The Court went on to state:
We must also decline to identify a fixed class of relationships for which third-party reprisals are unlawful. We expect that firing a close family member will almost always meet the Burlington standard, and inflicting a milder reprisal on a mere acquaintance will almost never do so, but beyond that we are reluctant to generalize. As we explained in Burlington, 548 U.S. at 69, “the significance of any given act of retaliation will often depend upon the particular circumstances.” Given the broad statutory text and the variety of workplace contexts in which retaliation may occur, Title VII’s antiretaliation provision is simply not reducible to a comprehensive set of clear rules.
Not only do retaliation claims generally pose the greatest risk to employers because of their amorphous nature, but now, companies are facing a brand new type of retaliation – one that arises from an employee who has a mere relationship with another employee who engaged in protected activity. Prior to this case, the anti-retaliaton provisions of Title VII were simply held not to apply to third parties. Now, the U.S. Supreme Court says that third party retaliation claims are viable, but provides little guidance as to the class of individuals that fall under protection. As a result, expect more litigation on this issue to define just how far the anti-retaliation provisions may stretch.
‘Cat’s Paw’ Liability in Discrimination Cases Turns on Proximate Cause
There were high hopes that the Court’s decision in Staub v. Proctor Hospital (PDF) would resolve the split in circuits regarding the ‘cat’s paw’ theory of liability in employment discrimination cases. I wrote about ‘cat’s paw’ liability generally, the oral argument that took place on November 2, 2010, and the various tests that have been applied by the circuit courts for the American Bar Association Labor and Employment Flash.
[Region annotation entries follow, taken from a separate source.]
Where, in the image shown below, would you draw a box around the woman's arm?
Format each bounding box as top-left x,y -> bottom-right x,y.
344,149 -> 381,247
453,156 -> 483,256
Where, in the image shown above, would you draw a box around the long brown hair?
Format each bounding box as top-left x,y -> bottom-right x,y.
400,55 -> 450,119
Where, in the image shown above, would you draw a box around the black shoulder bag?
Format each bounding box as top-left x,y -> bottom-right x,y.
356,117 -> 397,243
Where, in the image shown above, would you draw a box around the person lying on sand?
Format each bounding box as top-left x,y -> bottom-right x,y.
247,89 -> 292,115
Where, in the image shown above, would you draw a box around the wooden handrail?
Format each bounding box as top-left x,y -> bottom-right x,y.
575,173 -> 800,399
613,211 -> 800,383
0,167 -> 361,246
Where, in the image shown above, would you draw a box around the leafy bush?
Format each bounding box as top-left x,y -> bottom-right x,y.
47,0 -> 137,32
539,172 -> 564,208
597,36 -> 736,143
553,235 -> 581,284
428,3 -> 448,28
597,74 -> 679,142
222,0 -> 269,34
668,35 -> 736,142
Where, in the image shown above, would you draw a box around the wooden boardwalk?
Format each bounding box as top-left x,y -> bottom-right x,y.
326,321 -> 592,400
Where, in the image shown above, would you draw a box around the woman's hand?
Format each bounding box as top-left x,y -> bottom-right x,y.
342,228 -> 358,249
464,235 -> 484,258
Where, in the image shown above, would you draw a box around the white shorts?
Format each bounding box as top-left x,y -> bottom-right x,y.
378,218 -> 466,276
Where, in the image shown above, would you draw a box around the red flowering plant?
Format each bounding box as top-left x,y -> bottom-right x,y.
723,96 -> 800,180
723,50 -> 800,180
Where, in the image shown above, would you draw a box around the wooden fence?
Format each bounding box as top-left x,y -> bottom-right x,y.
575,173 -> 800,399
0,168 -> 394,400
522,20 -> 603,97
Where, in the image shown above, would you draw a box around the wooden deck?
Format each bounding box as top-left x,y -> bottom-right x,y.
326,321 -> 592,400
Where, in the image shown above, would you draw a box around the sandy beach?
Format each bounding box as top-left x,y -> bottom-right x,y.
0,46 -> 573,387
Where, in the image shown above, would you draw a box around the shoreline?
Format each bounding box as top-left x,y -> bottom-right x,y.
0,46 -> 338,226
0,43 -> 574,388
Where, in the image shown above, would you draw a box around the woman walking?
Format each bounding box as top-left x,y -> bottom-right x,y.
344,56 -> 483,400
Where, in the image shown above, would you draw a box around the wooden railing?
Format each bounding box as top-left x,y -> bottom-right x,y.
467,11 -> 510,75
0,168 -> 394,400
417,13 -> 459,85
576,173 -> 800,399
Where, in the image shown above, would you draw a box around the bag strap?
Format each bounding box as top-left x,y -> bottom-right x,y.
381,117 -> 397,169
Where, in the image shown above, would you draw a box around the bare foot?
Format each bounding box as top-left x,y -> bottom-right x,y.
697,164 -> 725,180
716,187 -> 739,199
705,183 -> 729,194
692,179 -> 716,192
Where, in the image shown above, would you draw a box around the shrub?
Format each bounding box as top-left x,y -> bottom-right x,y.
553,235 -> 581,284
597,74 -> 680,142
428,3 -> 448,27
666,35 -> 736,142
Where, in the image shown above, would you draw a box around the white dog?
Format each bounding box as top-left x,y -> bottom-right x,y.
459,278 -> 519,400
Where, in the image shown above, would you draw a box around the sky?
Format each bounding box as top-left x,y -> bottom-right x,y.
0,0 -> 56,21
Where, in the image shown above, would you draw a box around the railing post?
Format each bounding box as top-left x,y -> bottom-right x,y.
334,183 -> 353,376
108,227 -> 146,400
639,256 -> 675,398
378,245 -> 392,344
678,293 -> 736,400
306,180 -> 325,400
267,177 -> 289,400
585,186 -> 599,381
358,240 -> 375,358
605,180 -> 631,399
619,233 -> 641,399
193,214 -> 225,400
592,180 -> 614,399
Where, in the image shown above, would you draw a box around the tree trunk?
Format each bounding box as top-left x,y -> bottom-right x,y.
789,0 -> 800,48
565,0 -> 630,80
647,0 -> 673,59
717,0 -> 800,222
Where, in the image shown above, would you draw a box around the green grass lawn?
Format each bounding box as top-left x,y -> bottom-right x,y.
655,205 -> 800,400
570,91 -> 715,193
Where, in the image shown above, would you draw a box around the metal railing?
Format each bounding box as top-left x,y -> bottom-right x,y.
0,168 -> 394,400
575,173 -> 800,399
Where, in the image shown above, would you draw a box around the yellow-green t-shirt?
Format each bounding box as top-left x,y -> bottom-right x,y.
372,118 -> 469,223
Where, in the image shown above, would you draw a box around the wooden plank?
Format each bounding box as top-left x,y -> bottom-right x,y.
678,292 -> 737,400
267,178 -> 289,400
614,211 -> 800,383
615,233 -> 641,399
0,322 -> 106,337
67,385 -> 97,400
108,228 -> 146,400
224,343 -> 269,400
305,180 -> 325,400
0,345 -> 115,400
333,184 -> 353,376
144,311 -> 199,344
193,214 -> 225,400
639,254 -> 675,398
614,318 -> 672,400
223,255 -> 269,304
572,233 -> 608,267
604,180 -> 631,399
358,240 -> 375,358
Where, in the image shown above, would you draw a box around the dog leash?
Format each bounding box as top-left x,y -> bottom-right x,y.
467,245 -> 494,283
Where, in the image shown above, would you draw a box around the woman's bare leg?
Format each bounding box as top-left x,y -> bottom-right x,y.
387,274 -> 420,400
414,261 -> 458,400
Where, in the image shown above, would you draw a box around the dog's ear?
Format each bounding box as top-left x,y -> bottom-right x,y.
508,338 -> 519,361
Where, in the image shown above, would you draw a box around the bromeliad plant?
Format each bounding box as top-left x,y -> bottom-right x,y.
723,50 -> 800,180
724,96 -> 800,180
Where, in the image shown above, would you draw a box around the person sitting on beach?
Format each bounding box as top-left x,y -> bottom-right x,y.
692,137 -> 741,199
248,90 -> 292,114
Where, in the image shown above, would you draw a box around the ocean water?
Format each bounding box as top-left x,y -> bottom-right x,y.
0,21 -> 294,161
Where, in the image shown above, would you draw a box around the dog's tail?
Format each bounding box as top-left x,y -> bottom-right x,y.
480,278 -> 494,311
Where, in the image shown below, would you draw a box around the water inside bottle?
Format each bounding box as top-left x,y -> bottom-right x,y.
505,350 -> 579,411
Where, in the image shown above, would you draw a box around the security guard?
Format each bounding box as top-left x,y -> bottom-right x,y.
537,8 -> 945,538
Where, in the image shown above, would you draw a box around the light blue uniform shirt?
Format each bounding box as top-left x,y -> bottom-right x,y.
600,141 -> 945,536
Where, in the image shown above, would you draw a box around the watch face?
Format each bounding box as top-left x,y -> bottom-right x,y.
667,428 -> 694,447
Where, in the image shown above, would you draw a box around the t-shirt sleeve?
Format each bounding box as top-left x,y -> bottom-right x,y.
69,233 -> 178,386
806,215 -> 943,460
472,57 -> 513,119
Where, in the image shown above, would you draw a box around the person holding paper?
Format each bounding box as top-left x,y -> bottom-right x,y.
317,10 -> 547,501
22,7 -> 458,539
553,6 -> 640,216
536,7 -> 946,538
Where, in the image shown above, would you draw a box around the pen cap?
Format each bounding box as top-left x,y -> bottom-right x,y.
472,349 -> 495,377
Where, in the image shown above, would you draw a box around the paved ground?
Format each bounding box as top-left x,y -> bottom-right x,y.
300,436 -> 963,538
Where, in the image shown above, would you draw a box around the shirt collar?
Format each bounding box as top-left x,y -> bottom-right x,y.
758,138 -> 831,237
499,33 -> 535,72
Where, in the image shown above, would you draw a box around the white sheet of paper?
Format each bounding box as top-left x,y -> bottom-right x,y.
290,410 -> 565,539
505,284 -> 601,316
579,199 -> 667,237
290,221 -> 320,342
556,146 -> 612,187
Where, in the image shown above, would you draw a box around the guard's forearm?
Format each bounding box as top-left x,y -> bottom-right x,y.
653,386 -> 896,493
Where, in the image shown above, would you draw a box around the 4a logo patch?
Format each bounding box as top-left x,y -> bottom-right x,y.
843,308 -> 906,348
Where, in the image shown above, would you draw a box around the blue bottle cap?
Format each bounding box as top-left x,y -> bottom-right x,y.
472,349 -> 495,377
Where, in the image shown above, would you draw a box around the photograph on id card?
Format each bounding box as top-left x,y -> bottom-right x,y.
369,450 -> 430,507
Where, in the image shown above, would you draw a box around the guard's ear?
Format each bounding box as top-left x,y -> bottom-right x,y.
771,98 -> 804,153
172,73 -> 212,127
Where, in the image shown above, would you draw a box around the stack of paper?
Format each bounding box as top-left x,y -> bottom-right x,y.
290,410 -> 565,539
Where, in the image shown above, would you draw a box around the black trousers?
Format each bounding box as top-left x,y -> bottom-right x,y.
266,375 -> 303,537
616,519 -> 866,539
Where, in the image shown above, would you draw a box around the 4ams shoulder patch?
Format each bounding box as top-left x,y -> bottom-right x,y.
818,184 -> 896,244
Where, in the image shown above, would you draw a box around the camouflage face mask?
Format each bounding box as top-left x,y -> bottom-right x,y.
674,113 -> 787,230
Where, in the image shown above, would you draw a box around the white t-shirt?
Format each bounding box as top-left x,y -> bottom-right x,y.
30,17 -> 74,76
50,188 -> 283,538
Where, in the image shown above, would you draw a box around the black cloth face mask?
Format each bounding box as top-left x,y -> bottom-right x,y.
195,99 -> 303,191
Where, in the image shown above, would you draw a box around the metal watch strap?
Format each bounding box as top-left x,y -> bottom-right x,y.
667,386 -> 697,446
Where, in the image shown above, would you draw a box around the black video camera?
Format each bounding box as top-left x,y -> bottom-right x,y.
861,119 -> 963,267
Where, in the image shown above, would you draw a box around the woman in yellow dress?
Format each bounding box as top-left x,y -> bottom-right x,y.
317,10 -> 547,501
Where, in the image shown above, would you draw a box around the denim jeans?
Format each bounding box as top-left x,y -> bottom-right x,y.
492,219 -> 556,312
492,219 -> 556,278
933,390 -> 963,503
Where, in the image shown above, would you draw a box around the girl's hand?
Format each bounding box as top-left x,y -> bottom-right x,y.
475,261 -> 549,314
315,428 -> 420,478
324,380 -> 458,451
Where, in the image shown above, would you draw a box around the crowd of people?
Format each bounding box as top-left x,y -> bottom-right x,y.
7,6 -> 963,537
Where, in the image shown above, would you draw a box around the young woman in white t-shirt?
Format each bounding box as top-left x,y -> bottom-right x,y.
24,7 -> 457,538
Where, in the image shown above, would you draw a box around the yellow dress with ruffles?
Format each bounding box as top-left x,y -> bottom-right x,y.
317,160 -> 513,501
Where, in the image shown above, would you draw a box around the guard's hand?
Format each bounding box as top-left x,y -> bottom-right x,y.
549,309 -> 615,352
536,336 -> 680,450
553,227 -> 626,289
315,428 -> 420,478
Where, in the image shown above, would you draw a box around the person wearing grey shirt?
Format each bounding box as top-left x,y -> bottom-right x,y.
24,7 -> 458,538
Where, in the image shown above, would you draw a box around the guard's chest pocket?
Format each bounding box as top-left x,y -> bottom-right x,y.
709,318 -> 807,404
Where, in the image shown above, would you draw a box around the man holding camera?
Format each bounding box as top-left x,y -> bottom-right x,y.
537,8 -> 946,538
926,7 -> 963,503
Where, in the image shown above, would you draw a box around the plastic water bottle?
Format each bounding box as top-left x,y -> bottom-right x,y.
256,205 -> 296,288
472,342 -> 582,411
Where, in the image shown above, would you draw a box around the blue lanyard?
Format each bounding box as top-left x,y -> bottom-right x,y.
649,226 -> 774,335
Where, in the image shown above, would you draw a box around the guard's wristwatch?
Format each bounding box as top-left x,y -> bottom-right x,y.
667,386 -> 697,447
Although Staub involves the Uniformed Services Employment and Reemployment Rights Act (USERRA), its language is “very similar to Title VII,” in that employers are prohibited from engaging in certain actions if the employee’s protected status is a “motivating factor in the employer’s action.” As such, this case has ramifications far beyond military service discrimination.
On March 1, 2011, in an 8-0 decision written by Justice Scalia, the Court seemingly rejects the prior tests applied by the various circuit courts and instead, adopts a new formula for ‘cat’s paw’ liability based on the tort theory of proximate cause. The Court held:
“if a supervisor performs an act motivated by antimilitary animus that is intended by the supervisor to cause an adverse employment action, and if that act is a proximate cause of the ultimate employment action, then the employer is liable under USERRA.”
As Jon Hyman points out in his blog, this case hinges on a new test involving fact-based inquiries regarding “intent” and “proximate cause,” which nearly guarantees that any case involving ‘cat’s paw’ liability will be difficult, if not impossible, to be resolved on summary judgment and will go to trial – an expensive proposition for employers. My sense is that, had this case involved any other form of discrimination other than related to military service, we may have seen an entirely different result.